If you are already using WebSphere traditional or WebSphere Network Deployment (ND), you can choose between running WebSphere traditional, WebSphere Liberty, or Open Liberty with the same license. Running WebSphere traditional or Liberty servers in cells or collectives means you can run fewer servers than if running them as standalone servers under the same number of purchased “cores” (the licensing units used). For example, if you have purchased two cores of IBM Enterprise Application Runtime (EAR), you can run two cores of servers in cells or collectives, or you can run 11 cores of standalone servers. The servers can be WebSphere traditional, WebSphere Liberty, Open Liberty servers, or a mixture.
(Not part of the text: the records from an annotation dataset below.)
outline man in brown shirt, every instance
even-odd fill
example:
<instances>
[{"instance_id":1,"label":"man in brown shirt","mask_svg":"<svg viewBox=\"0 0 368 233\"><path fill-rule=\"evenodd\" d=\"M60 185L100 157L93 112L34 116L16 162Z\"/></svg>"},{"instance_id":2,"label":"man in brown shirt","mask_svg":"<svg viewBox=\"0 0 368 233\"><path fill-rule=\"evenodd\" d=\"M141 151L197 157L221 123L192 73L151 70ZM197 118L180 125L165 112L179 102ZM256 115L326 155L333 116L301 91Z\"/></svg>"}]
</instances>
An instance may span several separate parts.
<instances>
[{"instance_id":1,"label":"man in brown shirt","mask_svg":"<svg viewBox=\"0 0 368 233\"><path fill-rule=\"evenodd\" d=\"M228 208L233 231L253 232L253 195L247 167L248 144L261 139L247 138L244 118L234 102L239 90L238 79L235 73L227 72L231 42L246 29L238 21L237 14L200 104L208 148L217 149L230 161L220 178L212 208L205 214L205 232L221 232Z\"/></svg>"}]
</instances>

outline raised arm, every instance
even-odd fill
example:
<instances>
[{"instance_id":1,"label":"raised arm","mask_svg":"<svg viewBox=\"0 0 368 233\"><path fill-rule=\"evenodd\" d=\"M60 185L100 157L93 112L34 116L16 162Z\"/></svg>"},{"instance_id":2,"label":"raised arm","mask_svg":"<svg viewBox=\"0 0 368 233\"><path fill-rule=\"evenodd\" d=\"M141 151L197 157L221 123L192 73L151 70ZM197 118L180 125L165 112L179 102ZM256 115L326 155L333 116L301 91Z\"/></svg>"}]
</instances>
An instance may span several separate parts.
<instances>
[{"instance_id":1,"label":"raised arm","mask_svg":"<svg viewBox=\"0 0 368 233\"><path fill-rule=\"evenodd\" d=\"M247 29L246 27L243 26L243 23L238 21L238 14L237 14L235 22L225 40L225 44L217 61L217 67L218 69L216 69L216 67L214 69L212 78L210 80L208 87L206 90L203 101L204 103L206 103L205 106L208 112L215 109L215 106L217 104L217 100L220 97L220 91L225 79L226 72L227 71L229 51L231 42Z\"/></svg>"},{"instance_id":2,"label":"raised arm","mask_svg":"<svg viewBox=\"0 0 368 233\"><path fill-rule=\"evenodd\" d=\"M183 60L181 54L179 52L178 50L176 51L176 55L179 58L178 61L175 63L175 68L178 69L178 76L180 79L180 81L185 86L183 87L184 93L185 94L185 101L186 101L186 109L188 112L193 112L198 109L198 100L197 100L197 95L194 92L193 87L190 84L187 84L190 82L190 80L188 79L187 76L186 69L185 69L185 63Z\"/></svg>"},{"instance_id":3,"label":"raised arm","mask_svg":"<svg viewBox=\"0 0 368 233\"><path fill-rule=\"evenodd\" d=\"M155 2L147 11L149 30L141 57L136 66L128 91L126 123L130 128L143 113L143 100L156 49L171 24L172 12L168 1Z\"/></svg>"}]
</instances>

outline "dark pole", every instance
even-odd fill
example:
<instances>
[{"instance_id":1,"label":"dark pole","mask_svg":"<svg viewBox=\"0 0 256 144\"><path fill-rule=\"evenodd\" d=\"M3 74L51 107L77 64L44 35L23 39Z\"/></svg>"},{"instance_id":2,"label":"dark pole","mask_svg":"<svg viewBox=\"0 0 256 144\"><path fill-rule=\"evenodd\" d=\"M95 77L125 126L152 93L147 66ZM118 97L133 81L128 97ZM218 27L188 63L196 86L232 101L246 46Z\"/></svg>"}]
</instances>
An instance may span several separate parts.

The total number of servers you can run varies according to which licensing bundle you purchased, as shown in the following table (where the ratios show the number of cores of servers to the number of cores of license purchased):
| License bundle purchased | Standalone servers topology | Cells or collectives topology |
|---|---|---|
| IBM Enterprise Application Runtime | 11:2 | 1:1 |
| IBM Cloud Pak for Applications Advanced | 11:2 | 3:2 |
| IBM Cloud Pak for Applications Standard | 4:1 | 1:1 |
| WebSphere Hybrid Edition | 4:1 | 1:1 |
Summary
Migrating applications from WebSphere traditional to Liberty can seem daunting, especially with so many myths and misconceptions circulating. This article, supported by expert insights from Alasdair Nottingham, has addressed some of the most common myths about Liberty operations, from deployment flexibility and centralized management to performance and licensing.
Liberty is a modern, lightweight, and highly capable runtime that supports a wide range of deployment models, including on-premise and cloud. It offers centralized management through collectives when running on VMs rather than in containers, a user-friendly Admin Center, scripting capabilities, and robust support for high availability. Additionally, Liberty’s performance rivals that of WebSphere traditional, Liberty’s zero migration is a significant benefit for maintenance, and your existing WebSphere traditional licenses usually cover using Liberty instead.
For WebSphere administrators, Liberty offers a compelling path forward, with modern development practices and reduced operational complexity. If you still have questions, explore the WebSphere and Liberty wiki to get the answers you need.